Mit dem angegriffenen Urteil wies das Amtsgericht die Klage ab und ließ die Berufung nicht zu.

Mit ihrer am 2. Juni 2017 beim Verfassungsgerichtshof eingegangen Verfassungsbeschwerde macht die Beschwerdeführerin geltend, das angegriffene Urteil verletze ihr Grundrecht auf effektiven Rechtsschutz sowie das Willkürverbot, soweit die Berufung nicht zugelassen wurde. Das Amtsgericht sei bei der Entscheidung von der Rechtsprechung des Landgerichts Darmstadt, des Bundesgerichtshofs und des Verfassungsgerichtshofes abgewichen. Das Urteil lasse in keiner Hinsicht erkennen, aus welchen Gründen die Berufung nicht zugelassen worden sei. Eine Zulassung habe aber nahegelegen, da erhebliche Anhaltspunkte für das Vorliegen einer Divergenz gegeben seien.

Die Äußerungsberechtigten haben Gelegenheit zur Stellungnahme erhalten.

II.

Die zulässige Verfassungsbeschwerde ist begründet.

Das angegriffene Urteil des Amtsgerichts Mitte verletzt die Beschwerdeführerin in ihrem Recht auf effektiven Rechtsschutz und Justizgewährung.

Eine Verletzung dieses in bürgerlichen Rechtsstreitigkeiten durch Art. 7 Verfassung von Berlin – VvB – i. V. m. dem Rechtsstaatsprinzip garantierten Grundrechts liegt vor, wenn ein Gericht den Zugang zur Rechtsmittelinstanz versperrt, weil es in sachlich nicht zu rechtfertigender Weise und damit objektiv willkürlich die Verpflichtung zur Zulassung eines Rechtsmittels außer Acht lässt. Lässt ein Fachgericht ein Rechtsmittel nicht zu, müssen die Urteilsgründe die Verfassungsgerichte in die Lage versetzen zu überprüfen, ob das Gericht ein von der jeweiligen Rechtsordnung grundsätzlich eröffnetes Rechtsmittel ineffektiv gemacht hat. Unterlässt das Fachgericht eine nachvollziehbare Begründung seiner Nichtzulassungsentscheidung, kommt eine Aufhebung durch die Verfassungsgerichte bereits dann in Betracht, wenn die Zulassung des Rechtsmittels nahegelegen hätte (Beschlüsse vom 31. Mai 2013 – VerfGH 51/11 – Rn. 11, und vom 14. Mai 2014 – VerfGH 80/12 -, Rn. 11; vgl. BVerfG, Beschluss vom 3. März 2014 – 1 BvR 2534/10-, juris Rn. 20m. w. N.).

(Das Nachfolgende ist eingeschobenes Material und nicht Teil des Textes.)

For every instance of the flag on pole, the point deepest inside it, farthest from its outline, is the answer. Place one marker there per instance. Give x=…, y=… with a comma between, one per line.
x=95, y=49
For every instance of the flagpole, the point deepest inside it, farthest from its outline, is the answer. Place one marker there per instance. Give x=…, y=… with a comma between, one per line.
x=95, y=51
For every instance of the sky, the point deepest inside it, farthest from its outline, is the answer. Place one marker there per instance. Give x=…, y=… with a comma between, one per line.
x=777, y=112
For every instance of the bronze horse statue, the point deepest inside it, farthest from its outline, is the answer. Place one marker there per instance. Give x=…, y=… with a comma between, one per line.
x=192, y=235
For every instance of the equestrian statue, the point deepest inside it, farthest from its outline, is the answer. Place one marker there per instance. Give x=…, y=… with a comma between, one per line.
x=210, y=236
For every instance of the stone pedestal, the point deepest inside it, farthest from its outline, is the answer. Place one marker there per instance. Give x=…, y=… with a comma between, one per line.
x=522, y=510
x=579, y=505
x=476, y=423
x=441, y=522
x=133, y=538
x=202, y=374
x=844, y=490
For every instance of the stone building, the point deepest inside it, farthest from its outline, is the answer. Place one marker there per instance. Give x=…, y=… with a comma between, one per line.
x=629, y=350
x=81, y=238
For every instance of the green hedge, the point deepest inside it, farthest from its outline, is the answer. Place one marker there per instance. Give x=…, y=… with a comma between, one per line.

Das Amtsgericht hat die Berufung gegen das angegriffene Urteil ohne nachvollziehbare Begründung nicht zugelassen, obwohl die Zulassung nahegelegen hat.

Die Begründung des Amtsgerichts ist nicht nachvollziehbar, weil nur die einschlägigen Vorschriften für die Berufungszulassung, § 511 Abs. 2 Nr. 2, Abs. 4 ZPO, sowie die drei möglichen Zulassungsgründe im Gesetzeswortlaut angegeben sind.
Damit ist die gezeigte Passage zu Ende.